The idea is to get it into the form $\displaystyle \begin{bmatrix}1&0&0&a\\0&1&0&b\\0&0&1&c\end{bmatrix}$

Where a, b, and c are the solutions to your system>

Now, let's multiply row 2 by -2 and add it to row 3, then we get:

$\displaystyle \begin{bmatrix}-5&3&2&1\\1&1&1&7\\0&-3&-1&-7\end{bmatrix}$

Now, multiply row 1 by 1/5 and add to row 2, then we get:

$\displaystyle \begin{bmatrix}-5&3&2&1\\0&8/5&7/5&36/5\\0&-3&-1&-7\end{bmatrix}$

Now, multiply row 2 by 5/8, then we get:

$\displaystyle \begin{bmatrix}-5&3&2&1\\0&1&7/8&9/2\\0&-3&-1&-7\end{bmatrix}$

Now, multiply row 2 by -3 and add to row 3, then we get :

$\displaystyle \begin{bmatrix}-5&3&2&1\\0&1&7/8&9/2\\0&0&13/8&13/2\end{bmatrix}$

Now, multiply row 3 by 8/13:

$\displaystyle \begin{bmatrix}-5&3&2&1\\0&1&7/8&9/2\\0&0&1&4\end{bmatrix}$....See there?. we have z=4 in the last row.

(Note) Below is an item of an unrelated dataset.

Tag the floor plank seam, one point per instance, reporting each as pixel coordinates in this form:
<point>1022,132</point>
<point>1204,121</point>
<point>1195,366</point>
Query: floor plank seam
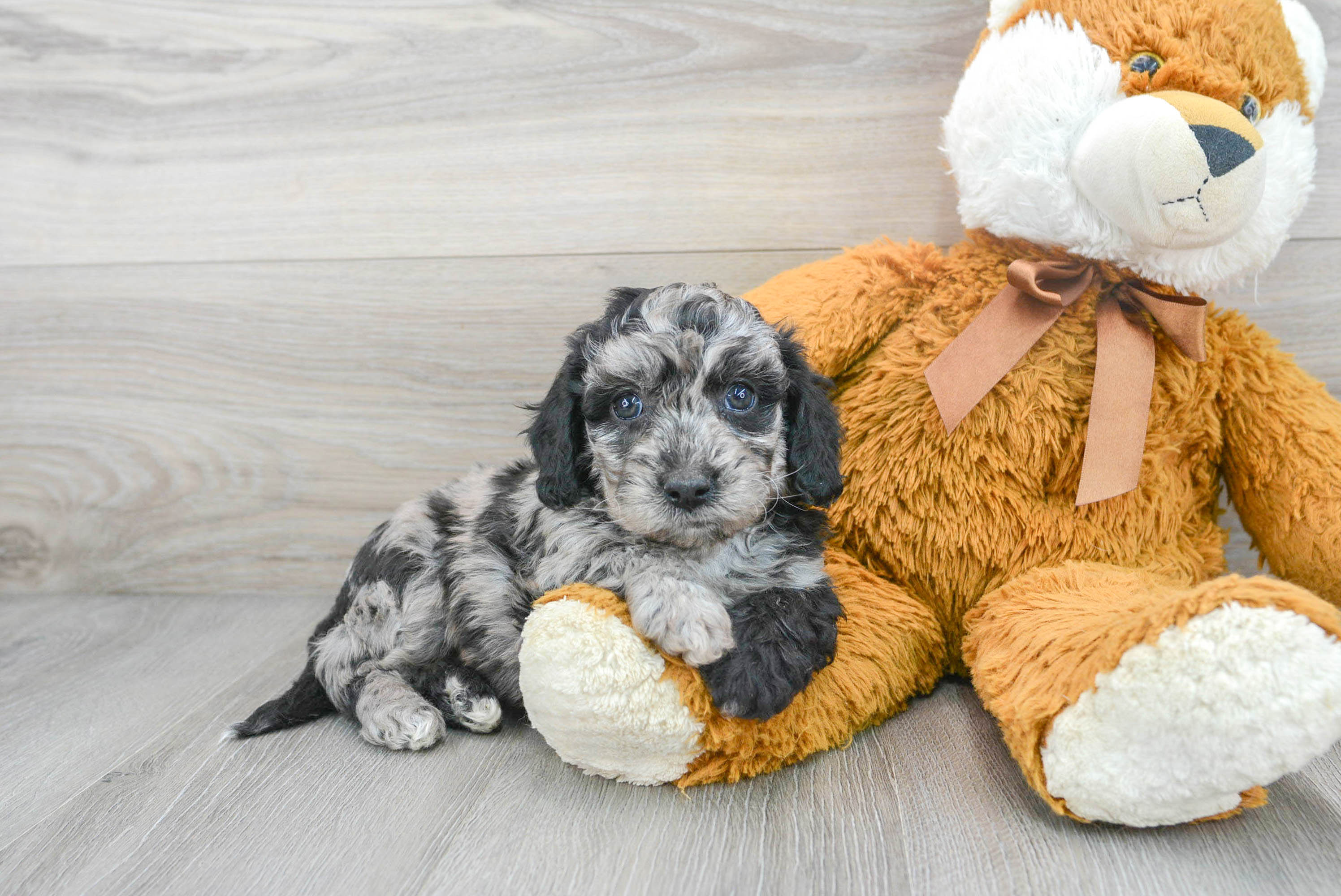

Now, multiply row 3 by -7/8 and add to row 2, then we get:

$\displaystyle \begin{bmatrix}-5&3&2&1\\0&1&0&1\\0&0&1&4\end{bmatrix}$

Multiply row 2 by -3 and add to row 1, then we get:

$\displaystyle \begin{bmatrix}-5&0&2&-2\\0&1&0&1\\0&0&1&4\end{bmatrix}$

Multiply row 1 by -1/5, then we get:

$\displaystyle \begin{bmatrix}1&0&-2/5&2/5\\0&1&0&1\\0&0&1&4\end{bmatrix}$

Now, the last one finally. multiply row 3 by 2/5 and add to row 1, then we get:

$\displaystyle \begin{bmatrix}1&0&0&2\\0&1&0&1\\0&0&1&4\end{bmatrix}$

So, the solutions are $\displaystyle \fbox{x=2, \;\ y=1, \;\ z=4}$

There is no set way to do this. It is just a matter of whittling away at it and trying not to replace something you already done.

I know it seems tedious and long. That's because it is.

This method takes practice , like everything else.